After the assassination of Charlie Kirk, the American right-wing activist, I was eager to talk to my colleague Jason Horowitz, who spent the weekend at a far-right rally that saw the leaders of these parties converge from all over Europe.

Katrin: Jason, you were at this far-right rally in Madrid last weekend with party leaders from across Europe and beyond. What were people saying about Charlie Kirk?

Jason: There are these common themes you always hear about at these rallies. Immigration, sovereignty, an encroaching European Union. But the new thing that everyone was talking about was Charlie Kirk. That shouldn’t have been surprising, because lots of these parties have been developing a narrative — or mythology — of persecution for years, sometimes decades. And they took the assassination of Kirk as more evidence of their persecution. As one of the party leaders explained to me, they needed to “use him” for political mobilization. In a way, it would be political malpractice not to.

Katrin: You were in Italy when Bannon tried, in 2019, to unify Europe’s far right, and it didn’t work. Could Charlie Kirk achieve, posthumously, what Bannon failed to do?

Jason: Bannon had identified Italy as the center of the new populism in Europe, and I saw his effort up close to try and sign up people for this thing he had called The Movement. One reason it didn’t work was that Europeans had a sense it was primarily about Bannon.
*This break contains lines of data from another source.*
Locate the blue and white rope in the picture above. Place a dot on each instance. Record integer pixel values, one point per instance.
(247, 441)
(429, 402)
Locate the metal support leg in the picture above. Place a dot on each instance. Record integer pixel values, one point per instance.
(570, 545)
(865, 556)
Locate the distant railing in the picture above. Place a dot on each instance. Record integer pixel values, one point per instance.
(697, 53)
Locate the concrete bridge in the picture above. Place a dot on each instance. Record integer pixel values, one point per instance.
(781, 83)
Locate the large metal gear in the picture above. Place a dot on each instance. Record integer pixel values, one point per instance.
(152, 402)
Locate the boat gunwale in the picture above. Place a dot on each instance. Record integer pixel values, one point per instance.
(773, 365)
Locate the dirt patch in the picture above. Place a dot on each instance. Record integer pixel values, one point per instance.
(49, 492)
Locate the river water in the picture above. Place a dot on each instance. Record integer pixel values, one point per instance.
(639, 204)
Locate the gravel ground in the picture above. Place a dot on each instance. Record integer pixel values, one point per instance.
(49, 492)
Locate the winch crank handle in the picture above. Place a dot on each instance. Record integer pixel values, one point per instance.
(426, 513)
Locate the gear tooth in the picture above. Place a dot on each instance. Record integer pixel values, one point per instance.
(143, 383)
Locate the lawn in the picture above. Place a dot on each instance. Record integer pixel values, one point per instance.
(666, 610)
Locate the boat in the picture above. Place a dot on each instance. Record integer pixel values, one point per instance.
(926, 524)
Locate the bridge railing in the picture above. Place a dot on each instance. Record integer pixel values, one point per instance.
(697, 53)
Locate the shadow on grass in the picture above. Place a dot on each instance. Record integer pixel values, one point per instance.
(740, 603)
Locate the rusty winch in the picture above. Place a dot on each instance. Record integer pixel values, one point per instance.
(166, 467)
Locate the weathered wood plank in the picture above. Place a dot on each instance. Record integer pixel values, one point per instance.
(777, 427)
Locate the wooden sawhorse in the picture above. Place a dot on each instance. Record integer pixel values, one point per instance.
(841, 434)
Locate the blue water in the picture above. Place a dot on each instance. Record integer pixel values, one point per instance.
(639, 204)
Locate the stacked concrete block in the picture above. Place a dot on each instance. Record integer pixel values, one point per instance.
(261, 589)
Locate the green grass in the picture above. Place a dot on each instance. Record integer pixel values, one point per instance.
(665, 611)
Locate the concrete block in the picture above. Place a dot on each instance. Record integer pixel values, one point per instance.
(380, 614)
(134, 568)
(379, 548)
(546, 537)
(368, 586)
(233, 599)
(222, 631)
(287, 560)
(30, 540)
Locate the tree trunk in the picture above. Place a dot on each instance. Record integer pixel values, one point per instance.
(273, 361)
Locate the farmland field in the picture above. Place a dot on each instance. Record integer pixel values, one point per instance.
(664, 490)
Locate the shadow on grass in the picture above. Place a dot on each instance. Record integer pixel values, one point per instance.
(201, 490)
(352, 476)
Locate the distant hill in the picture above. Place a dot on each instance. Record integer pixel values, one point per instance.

Charlie Kirk had a more organic online connection to many on the right in Europe, especially the young. He was in their phones, in reels translated into their own languages. That someone they sort of knew and watched was killed on camera was powerful. And one leader of a European right-wing party told me that it mattered that this had happened in America, which has in many ways taken the lead in the right-wing echo chamber. So they were more than willing to accept Kirk as a martyr of their own.

Katrin: And what does that say about the state of the global far right?

Jason: It shows that the right-wing ecosystem has already become more aligned. And that’s a result of social media and the immediacy of X and Instagram and YouTube. But it also reflects something more purposeful: A strategy of these parties to draw closer together. They make a point of speaking at each other’s rallies. They share the same issues. And the same politically useful mythology of victimization. So those factors make something as enormous in the United States as Charlie Kirk’s assassination reverberate in Europe and beyond.